You can achieve greater coherence in our own views and you can move toward greater civility and agreement with others if you engage in a deliberative process called “reflective equilibrium.”

In a nutshell, reflective equilibrium is a method of testing your judgments vis-à-vis your moral principles and, where a disjuncture is found, tweaking your convictions and principles so that all fit together more snugly and more intelligently.

 

Step One

Start by bringing to mind one of your most strongly held convictions. You might be so convinced of some of your views that you can’t imagine re-examining them. These are exactly the ones to take another look at: you will likely hold those views even after due reflection, but your commitment to them may be helpful in developing your thinking about analytically similar issues and lead you to surprising conclusions.

Beliefs you embrace reflexively in a moment of weakness or without giving them due consideration aren’t yet ripe for the method of reflective equilibrium. Only “considered judgments” should be on the examination table. This implies that you should have very little confidence in judgments you arrive at quickly and without adequate study, or when you are emotionally wrought or distraught. 

Step Two

Develop your set of considered judgments, and achieve “narrow reflective equilibrium”. Here is the basic procedure:

-        Elucidate the principle (or principles) behind your considered judgment.

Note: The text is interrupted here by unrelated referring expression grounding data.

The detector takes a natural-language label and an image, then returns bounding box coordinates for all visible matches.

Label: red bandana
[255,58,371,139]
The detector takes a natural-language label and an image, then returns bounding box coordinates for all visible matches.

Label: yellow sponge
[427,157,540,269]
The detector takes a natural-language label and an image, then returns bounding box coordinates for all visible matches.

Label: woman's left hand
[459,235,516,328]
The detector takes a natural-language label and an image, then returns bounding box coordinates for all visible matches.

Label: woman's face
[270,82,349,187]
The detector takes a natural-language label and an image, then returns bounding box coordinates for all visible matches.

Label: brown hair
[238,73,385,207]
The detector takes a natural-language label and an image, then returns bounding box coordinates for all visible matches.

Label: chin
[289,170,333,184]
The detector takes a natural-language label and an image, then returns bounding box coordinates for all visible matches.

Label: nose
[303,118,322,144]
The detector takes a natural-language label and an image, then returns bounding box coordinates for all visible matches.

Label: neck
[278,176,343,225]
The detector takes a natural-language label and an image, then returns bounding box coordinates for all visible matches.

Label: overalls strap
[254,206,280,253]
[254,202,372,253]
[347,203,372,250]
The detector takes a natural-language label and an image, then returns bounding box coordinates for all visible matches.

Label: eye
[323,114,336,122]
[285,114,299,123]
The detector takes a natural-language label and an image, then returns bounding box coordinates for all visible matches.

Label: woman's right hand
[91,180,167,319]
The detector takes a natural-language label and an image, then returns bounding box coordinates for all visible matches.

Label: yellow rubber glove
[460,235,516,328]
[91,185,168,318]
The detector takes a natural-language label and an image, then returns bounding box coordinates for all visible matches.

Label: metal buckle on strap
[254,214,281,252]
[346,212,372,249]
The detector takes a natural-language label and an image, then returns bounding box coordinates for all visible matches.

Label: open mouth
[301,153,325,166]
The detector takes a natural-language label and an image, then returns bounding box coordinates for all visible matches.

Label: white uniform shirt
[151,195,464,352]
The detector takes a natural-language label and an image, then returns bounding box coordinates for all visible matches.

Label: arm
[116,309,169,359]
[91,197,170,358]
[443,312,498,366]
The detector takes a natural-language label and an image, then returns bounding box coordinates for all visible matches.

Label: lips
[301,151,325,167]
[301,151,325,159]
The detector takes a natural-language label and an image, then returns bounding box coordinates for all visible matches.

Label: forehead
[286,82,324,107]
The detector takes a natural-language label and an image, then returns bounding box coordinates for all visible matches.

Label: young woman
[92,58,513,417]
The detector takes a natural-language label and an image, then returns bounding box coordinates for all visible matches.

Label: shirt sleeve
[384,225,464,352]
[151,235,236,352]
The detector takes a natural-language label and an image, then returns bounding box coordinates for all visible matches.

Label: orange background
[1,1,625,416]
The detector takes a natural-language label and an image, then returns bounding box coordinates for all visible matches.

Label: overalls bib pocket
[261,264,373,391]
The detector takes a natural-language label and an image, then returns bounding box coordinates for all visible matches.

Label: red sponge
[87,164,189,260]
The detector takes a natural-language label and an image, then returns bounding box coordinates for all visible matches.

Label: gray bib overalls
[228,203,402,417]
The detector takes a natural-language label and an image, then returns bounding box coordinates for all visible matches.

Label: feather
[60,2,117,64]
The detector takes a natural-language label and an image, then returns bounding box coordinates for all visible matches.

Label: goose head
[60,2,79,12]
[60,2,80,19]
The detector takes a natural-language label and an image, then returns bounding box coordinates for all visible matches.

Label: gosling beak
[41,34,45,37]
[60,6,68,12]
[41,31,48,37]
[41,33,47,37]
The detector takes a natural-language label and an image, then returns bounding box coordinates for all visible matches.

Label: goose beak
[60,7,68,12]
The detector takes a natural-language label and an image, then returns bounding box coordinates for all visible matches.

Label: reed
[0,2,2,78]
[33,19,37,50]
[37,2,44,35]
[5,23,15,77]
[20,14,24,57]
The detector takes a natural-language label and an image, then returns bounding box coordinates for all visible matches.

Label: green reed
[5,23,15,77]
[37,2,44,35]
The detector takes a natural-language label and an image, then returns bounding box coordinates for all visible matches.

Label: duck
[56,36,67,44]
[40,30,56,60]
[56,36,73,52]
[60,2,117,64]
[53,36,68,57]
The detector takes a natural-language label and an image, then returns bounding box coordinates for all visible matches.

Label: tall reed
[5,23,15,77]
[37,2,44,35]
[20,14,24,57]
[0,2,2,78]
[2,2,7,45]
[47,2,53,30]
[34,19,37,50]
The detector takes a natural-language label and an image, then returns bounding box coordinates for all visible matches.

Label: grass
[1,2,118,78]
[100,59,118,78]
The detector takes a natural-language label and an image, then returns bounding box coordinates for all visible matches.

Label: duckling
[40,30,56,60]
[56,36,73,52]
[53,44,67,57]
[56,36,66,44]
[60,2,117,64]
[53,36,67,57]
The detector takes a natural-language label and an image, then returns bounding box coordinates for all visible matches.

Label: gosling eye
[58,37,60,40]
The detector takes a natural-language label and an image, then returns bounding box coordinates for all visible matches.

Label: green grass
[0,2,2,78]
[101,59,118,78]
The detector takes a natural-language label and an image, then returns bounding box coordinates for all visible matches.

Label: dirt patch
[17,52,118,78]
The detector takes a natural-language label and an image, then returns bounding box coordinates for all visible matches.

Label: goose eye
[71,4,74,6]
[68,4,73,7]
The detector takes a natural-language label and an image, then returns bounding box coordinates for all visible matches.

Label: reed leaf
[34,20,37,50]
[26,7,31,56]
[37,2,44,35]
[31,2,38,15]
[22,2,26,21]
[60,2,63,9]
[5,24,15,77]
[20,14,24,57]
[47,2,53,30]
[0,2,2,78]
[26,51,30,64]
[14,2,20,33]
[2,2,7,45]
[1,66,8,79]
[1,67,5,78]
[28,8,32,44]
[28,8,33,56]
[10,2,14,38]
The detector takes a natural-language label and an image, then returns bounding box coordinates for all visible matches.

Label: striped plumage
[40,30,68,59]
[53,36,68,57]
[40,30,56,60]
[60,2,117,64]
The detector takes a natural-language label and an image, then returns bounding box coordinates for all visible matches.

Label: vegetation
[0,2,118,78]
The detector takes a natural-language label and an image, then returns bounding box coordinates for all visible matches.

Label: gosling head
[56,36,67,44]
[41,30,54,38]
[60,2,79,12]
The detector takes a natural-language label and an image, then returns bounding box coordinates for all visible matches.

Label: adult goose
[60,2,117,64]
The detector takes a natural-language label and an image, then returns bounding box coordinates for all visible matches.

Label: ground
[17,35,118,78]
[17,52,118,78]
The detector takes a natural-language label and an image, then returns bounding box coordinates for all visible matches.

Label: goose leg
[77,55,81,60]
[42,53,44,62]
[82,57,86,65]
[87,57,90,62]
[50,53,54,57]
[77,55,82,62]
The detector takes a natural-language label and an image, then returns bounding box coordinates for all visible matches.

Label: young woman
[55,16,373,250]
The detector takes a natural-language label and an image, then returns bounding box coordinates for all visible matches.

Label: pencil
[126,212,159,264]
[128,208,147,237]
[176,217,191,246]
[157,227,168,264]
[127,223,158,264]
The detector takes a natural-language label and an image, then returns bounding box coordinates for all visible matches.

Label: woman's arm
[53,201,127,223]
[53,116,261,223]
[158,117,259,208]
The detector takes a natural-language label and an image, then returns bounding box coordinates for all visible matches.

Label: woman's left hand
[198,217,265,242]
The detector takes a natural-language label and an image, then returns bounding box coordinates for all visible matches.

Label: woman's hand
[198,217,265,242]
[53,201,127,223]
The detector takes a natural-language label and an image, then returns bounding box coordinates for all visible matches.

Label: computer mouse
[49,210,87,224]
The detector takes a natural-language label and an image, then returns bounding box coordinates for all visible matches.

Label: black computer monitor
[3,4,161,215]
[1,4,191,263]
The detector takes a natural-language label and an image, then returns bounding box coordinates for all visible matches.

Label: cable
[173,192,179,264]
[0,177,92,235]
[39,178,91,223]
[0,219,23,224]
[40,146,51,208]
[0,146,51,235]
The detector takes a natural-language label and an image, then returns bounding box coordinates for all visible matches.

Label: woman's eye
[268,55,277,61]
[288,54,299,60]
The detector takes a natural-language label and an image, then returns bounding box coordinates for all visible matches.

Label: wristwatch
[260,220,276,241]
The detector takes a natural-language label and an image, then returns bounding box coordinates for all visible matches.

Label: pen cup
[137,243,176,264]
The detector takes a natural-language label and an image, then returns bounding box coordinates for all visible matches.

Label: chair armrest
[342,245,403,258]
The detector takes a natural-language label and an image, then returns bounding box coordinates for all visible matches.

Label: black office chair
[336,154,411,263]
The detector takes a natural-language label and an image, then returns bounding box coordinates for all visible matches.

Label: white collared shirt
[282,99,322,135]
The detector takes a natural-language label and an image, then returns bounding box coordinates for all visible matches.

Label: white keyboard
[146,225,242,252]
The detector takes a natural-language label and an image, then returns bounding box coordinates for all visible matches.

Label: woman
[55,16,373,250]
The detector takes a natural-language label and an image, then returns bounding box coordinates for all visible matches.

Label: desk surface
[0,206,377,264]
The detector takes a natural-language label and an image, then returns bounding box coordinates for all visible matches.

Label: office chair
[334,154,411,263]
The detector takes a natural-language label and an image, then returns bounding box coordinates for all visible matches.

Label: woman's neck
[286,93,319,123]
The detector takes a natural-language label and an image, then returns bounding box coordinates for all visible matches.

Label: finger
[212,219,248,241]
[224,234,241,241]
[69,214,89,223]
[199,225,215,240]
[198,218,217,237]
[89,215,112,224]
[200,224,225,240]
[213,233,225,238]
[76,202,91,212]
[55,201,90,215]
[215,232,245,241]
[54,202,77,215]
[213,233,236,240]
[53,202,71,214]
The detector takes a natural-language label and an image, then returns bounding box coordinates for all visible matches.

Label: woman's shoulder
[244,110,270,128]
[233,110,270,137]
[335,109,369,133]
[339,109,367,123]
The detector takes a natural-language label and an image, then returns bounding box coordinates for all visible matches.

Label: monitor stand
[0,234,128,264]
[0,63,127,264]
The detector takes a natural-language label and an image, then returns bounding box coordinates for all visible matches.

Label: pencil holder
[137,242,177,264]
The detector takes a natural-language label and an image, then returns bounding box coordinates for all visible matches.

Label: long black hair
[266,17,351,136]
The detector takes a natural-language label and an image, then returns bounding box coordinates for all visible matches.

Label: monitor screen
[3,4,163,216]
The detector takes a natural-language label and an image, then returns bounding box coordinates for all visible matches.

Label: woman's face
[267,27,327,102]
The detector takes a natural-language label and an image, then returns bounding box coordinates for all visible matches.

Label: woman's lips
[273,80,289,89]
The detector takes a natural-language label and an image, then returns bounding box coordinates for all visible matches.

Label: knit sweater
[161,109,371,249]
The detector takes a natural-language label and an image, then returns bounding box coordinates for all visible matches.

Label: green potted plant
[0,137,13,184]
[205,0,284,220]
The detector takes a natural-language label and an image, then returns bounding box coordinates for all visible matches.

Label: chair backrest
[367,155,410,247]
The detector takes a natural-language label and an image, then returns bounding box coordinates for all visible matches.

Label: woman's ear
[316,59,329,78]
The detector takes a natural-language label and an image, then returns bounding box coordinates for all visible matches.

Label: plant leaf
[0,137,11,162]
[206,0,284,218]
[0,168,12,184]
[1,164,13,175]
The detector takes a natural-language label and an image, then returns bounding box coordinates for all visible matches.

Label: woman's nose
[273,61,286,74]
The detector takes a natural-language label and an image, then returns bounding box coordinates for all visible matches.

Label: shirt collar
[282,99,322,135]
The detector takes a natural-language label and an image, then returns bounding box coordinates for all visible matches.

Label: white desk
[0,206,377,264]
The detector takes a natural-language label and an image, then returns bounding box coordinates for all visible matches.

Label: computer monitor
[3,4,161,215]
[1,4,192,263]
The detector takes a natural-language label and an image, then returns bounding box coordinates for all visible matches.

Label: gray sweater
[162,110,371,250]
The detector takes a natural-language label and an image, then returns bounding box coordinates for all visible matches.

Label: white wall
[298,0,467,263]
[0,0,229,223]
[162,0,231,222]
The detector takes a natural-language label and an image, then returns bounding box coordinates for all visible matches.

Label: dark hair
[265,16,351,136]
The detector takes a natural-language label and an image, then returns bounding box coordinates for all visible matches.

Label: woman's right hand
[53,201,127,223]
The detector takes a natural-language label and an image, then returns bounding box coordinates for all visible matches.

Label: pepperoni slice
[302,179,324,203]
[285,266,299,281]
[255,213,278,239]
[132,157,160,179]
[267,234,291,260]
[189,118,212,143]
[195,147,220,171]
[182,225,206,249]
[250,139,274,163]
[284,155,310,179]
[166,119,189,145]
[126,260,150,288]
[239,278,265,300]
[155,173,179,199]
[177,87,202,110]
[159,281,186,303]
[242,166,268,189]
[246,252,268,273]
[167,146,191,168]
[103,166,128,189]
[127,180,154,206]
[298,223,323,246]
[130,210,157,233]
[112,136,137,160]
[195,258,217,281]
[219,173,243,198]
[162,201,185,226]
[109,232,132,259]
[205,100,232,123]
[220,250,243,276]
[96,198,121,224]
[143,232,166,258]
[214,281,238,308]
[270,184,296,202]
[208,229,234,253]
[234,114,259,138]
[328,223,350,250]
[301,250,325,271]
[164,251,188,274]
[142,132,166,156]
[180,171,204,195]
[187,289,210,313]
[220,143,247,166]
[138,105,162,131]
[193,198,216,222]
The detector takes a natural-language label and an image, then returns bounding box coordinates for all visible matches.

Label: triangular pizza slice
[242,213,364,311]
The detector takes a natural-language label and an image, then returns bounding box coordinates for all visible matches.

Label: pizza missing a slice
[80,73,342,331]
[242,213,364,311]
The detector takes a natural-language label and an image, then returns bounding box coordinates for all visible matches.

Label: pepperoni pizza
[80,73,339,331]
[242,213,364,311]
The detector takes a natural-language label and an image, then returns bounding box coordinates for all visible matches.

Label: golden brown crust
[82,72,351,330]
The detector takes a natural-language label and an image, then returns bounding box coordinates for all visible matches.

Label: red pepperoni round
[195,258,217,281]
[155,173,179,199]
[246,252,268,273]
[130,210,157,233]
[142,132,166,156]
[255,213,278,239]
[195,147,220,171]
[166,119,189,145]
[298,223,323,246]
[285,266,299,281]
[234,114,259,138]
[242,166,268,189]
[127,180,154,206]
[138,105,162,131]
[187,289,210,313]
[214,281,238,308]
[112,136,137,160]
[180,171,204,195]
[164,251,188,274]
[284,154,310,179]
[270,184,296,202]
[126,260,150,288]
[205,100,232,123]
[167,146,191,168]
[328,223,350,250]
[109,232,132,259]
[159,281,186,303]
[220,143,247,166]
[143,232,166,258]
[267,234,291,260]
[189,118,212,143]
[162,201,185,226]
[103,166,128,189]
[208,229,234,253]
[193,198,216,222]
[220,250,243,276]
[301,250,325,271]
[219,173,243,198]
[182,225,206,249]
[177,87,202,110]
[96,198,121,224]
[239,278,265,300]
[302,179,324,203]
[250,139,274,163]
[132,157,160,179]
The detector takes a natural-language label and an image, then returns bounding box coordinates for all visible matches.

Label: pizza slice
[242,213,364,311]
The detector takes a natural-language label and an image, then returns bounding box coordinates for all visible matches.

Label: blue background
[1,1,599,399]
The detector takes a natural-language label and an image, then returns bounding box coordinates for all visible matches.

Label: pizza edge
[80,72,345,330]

-        Ponder the meaning and implications of that principle (or those principles) for relevantly similar issues/cases.

-        Consider whether you have good reason to agree with the implications of the principle(s) that informed your original judgment.

-        If you are troubled by the implications of the principle, you have two choices: revise your principle(s); or adjust one or more of your considered judgments to fit the principle(s).